Abstract:
Spiroplasma is a cell-wall less helical bacterium. Electron microscopy studies show the presence of a flat, monolayered and membrane-bound ribbon-like cytoskeleton structure which consists of Fibril and 5 MreB paralogs. In the absence of any outer appendages, the cytoskeletal ribbon is thought to be responsible for maintaining the cell shape and motility of this organism. My Ph.D. work aims to characterize Fibril and MreBs using structural and biochemical approaches to understand the mechanism by which these proteins contribute to cell shape and motility. For characterization of Fibril, based on the sequence homology of the N-terminal half of the protein to 5’- methylthioadenosine nucleosidase (MTAN), nucleosidase activity was checked for Fibril. We observed that in spite of similar domain architecture, Fibril does not exhibit any nucleosidase activity. Fibril protein forms constitutive filaments.
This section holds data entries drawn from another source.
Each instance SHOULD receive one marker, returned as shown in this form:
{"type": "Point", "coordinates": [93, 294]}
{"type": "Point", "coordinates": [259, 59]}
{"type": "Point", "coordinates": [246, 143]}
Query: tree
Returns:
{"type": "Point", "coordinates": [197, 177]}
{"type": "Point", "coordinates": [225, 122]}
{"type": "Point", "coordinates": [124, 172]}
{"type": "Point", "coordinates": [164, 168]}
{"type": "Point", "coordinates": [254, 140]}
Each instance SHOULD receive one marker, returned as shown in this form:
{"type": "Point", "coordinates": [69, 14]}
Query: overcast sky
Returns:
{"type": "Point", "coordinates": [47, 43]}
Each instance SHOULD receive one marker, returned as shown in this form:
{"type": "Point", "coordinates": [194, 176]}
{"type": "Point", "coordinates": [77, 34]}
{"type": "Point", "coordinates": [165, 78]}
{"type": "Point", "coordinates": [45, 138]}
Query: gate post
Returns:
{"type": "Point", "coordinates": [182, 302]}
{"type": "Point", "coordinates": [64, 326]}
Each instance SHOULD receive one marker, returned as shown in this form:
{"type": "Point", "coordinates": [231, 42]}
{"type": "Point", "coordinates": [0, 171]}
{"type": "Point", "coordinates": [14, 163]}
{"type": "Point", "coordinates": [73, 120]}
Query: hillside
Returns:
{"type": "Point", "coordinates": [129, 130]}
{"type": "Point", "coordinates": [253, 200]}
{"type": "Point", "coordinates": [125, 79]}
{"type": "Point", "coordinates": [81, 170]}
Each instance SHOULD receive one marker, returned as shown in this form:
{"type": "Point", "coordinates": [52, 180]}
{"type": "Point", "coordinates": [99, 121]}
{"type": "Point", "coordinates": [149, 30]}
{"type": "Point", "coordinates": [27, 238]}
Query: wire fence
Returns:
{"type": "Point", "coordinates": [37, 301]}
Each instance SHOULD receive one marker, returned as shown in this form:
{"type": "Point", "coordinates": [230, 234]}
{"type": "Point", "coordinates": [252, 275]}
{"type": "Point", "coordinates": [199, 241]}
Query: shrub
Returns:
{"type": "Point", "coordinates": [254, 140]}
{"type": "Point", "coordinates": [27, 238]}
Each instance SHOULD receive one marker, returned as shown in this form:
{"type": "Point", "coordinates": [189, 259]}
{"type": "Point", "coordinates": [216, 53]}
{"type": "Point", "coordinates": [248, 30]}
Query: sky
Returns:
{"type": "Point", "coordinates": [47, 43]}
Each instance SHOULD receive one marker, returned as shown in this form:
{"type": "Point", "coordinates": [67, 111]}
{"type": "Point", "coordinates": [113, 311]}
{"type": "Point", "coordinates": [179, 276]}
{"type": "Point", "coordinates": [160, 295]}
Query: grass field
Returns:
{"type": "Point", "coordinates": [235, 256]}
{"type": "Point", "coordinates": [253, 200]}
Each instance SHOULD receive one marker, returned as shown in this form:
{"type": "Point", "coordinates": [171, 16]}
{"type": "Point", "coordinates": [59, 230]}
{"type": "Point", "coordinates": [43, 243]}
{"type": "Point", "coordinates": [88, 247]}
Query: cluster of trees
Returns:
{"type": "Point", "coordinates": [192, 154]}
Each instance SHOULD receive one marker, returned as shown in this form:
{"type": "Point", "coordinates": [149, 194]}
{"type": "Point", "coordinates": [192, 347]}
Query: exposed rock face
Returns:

In absence of any information regarding the filament interface, we incorporated EGFP as a fluorescent tag at the loop regions based on the sequence based secondary structure prediction. We found that despite the EGFP insertions at multiple positions, Fibril readily forms filaments and might not be stable as a monomer. Earlier studies have shown that MreB5 interacts with lipids and Fibril. Our results show that Fibril and MreB5 interact in a nucleotide dependent manner similar to MreB5- liposome interaction. Our findings reveal that Fibril does not possess any enzymatic activity or ligand-dependent polymerization and that it acts as a scaffold for cell shape maintenance which is regulated by MreB5 filament dynamics in Spiroplasma.
For biochemical characterization like polymerization dynamics, ATP hydrolysis and checking interaction with other MreBs and Fibril, purification of MreB1 was initiated. Purification trials of MreB1 are also discussed in the thesis.